Totally unexpected is a documentary on big game hunting that doesn’t come down squarely on one side of the controversy surrounding the pastime. Co-directors Christina Clusiau and Shaul Schwarz do an admirable job of laying out the facts in Trophy, leaving the viewer to contemplate how these moving pieces create a blurred line between conservation and commerce.
Expect a couple of scenes that might be difficult to watch – after all, it is a documentary on hunting animals. There are plenty of facts and statistics provided, with one of the most staggering being that since 1970, the world has lost 60% of its wild animals. Rhinos alone are down from 500,000 to 30,000, and we meet a rhino breeder who has devoted his life and fortune to saving the species. On the surface, his stance seems difficult to debate, but African law prevents the sale of rhino horn, which means this breeder is sitting on millions of dollars of warehoused horns, while poachers profit by picking off his animals and selling the horns on the black market. Not so clear now, is it?
Additional segments involve elephants, alligators and other species. We visit the massive Safari Club hunting convention in Las Vegas, as well as stock auctions where breeders battle over the next generation. The safari clubs argue that much of the money paid by big game hunters is distributed back into the conservation efforts of the country, though the corruption of politicians can’t be ignored.

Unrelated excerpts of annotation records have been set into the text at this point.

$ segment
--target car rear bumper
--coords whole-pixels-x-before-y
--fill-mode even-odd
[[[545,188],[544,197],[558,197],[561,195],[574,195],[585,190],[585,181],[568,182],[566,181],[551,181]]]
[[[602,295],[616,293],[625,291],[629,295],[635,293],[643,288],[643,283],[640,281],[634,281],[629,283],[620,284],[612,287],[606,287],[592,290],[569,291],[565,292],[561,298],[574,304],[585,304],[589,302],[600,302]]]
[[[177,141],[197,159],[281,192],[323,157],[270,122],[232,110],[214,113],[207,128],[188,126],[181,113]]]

The contrast between shooters and hunters, killers and sportsmen, is noted and legitimate detailed information is provided. Focus goes to the “Big 5”: hunters trying to bag a water buffalo, leopard, elephant, lion and rhino. The process is slow and expensive, and the three affected tentacles – hunting, breeding, conservation – have evolved to facilitate the future of the species and those dependent on the industries.
Hunter’s remorse is admitted, as is a connection to the animals by the otherwise stoic and businesslike breeders. When one hunter quotes the Bible in saying that man shall have dominion over animals, it’s a reminder that no matter one’s stance on these topics, there is always an argument to be had and a defense to be made. The still unanswered question is can the industry be run in a manner that allows the animals to survive, the villagers to benefit, and the vendors to profit? In theory, this seems doable…but reality and self-interest often destroy best intentions.